Takhta dari Raden Mas Said atau Mangkunegara I, misalnya, diwariskan kepada cucunya, yakni Raden Mas Sulama, yang selanjutnya menjabat sebagai Mangkunegara II. Pola serupa terjadi pada suksesi dari Mangkunegara II ke Mangkunegara III. Raden Mas Sarengat, sosok yang diangkat sebagai Mangkunegara III, merupakan cucu Mangkunegara II dari anak perempuannya, yaitu Bendoro Raden Ayu Sayati.
Pada suksesi dari Mangkunegara IV ke Mangkunegara V, terjadi pola yang berbeda. Raden Mas Sunita yang diangkat menjadi Mangkunegara V adalah putra kedua Mangkunegara IV dengan permaisuri keduanya. Lalu, polanya berubah kembali pada suksesi menuju Mangkunegara VI. Mangkunegara V mewariskan takhtanya justru kepada adiknya, yaitu Raden Mas Suyitno, yang selanjutnya menyandang gelar Mangkunegara VI.
Namun, pada 1916, Mangkunegara VI mengundurkan diri setelah lebih kurang 20 tahun menjabat sebagai adipati. Ia digantikan Raden Mas Suryosuparto, putra Mangkunegara V. Suryosuparto juga keponakan dari Mangkunegara VI.
Mulai dari Mangkunegara VII, takhta diwariskan dari ayah kepada anak. Mangkunegara VIII merupakan putra Mangkunegara VII. Sama halnya, Mangkunegara IX adalah putra dari Mangkunegara VIII.

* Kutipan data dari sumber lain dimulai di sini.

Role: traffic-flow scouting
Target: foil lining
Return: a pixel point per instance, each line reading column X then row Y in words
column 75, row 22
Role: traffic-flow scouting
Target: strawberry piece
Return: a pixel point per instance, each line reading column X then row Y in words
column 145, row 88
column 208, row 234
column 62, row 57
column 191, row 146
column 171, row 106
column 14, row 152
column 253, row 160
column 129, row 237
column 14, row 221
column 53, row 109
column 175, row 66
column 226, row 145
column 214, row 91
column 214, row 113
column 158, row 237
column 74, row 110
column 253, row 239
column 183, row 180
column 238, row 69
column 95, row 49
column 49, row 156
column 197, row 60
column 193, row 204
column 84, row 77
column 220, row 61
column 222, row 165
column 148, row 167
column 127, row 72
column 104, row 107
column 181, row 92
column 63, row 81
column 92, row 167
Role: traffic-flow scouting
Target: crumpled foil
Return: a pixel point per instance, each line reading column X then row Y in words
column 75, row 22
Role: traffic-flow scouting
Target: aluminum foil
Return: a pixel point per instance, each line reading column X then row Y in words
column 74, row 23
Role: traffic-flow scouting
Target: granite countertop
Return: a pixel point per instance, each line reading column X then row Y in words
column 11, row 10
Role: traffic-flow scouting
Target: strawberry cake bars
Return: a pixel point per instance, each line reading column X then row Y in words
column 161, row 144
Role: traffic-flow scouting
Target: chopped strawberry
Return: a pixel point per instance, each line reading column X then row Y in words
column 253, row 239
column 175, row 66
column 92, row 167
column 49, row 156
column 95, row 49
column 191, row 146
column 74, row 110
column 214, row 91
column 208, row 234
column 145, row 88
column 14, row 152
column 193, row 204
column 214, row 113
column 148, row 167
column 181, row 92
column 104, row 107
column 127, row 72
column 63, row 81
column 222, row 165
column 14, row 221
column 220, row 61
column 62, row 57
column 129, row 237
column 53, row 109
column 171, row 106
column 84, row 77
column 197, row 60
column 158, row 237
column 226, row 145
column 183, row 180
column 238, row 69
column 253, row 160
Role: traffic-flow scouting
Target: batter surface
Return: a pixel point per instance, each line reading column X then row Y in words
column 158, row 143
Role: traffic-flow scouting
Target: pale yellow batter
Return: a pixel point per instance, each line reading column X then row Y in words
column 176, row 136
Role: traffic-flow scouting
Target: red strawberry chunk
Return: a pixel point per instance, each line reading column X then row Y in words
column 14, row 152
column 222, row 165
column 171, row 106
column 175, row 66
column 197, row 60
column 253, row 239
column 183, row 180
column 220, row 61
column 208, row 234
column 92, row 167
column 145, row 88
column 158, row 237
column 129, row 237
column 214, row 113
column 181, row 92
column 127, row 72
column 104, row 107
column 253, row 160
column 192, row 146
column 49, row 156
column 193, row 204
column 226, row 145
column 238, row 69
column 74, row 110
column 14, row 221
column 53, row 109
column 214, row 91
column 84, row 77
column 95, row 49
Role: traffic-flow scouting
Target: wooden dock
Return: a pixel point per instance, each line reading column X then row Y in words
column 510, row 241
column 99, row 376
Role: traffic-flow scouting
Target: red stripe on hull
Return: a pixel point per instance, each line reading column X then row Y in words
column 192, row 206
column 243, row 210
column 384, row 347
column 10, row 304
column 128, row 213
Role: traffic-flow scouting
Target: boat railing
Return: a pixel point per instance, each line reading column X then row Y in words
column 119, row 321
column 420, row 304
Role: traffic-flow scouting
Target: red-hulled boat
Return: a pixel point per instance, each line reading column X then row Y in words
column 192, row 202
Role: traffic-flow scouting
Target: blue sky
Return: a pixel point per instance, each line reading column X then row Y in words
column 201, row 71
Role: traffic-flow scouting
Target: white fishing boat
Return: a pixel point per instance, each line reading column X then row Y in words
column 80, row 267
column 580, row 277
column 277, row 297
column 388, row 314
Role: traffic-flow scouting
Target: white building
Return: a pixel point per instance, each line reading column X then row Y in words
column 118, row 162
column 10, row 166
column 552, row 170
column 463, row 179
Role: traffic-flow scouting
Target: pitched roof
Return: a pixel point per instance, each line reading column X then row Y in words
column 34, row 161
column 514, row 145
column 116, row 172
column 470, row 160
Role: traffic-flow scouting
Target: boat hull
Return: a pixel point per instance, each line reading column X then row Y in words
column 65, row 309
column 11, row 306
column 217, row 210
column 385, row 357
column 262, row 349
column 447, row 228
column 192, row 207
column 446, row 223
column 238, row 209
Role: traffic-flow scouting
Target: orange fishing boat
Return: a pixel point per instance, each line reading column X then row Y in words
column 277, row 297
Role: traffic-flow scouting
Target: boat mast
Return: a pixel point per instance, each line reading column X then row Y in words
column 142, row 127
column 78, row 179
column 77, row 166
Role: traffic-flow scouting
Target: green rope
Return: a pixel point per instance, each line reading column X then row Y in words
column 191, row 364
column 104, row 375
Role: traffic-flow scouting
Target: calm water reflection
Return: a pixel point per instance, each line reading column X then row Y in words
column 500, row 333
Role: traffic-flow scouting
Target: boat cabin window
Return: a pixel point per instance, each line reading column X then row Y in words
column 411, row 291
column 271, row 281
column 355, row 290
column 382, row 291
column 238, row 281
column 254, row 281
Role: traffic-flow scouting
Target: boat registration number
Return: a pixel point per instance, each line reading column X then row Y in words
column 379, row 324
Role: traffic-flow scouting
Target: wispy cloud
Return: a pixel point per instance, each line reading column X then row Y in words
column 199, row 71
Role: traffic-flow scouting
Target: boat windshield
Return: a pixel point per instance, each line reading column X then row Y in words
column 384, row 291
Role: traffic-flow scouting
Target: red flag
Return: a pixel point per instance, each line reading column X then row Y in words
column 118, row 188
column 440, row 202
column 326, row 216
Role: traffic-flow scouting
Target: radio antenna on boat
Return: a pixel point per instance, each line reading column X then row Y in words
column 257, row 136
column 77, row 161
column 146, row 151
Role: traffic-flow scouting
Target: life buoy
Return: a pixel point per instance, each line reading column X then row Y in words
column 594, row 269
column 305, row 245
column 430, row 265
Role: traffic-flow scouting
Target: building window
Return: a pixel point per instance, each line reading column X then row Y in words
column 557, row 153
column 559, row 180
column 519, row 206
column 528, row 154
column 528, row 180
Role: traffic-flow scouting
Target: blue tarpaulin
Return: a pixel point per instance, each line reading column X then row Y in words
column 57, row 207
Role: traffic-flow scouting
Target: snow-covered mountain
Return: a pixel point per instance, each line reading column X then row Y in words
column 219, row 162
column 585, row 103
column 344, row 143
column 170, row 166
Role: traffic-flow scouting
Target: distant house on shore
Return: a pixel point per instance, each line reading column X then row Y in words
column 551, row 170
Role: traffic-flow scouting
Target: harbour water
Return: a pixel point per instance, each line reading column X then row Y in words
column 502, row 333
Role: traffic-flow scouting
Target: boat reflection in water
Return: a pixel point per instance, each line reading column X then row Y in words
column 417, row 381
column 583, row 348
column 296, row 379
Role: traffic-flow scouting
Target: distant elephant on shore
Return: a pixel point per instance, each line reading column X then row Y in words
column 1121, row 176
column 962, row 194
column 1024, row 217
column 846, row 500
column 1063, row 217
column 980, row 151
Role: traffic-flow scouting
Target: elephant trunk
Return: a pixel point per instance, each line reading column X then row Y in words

”Keputusannya kembali lagi ada pada keluarga inti. Tetapi, saya nilai, dengan penuh kearifan, mungkin perlu ditambah mendengarkan masukan-masukan dari keluarga satu dinasti Mataram,” kata Tunjung.
Tunjung melanjutkan, keluarga satu dinasti Mataram itu tergabung dalam perhimpunan bernama Catur Sagotra. Yang bergabung dalam perhimpunan itu merupakan kerajaan keturunan dinasti Mataram Islam, yakni Keraton Kasunanan Surakarta, Keraton Yogyakarta, Pura Pakualaman, dan Pura Mangkunegaran.
Menurut dia, masukan-masukan itu diperlukan agar suksesi yang berlangsung tidak diwarnai konflik. Konflik berpotensi menyebabkan polarisasi. Tidak hanya di kalangan elite kerajaan, tetapi juga di tengah masyarakat. Dikhawatirkan, jika berlarut-larut dalam konflik, kegiatan kebudayaan yang diemban kerajaan berpotensi tak terurus.
”Di sisi lain, hendaknya kelak penerus takhta bisa menjadi jawaban bagi krisis keteladanan yang dialami bangsa ini. Ketika elite-elite politik tidak menampilkan suatu keteladanan di depan masyarakatnya, maka pemimpin dari ranah budaya menjadi alternatif panutan. Tentu berpedoman dengan ajaran-ajaran dari leluhurnya,” pungkas Tunjung.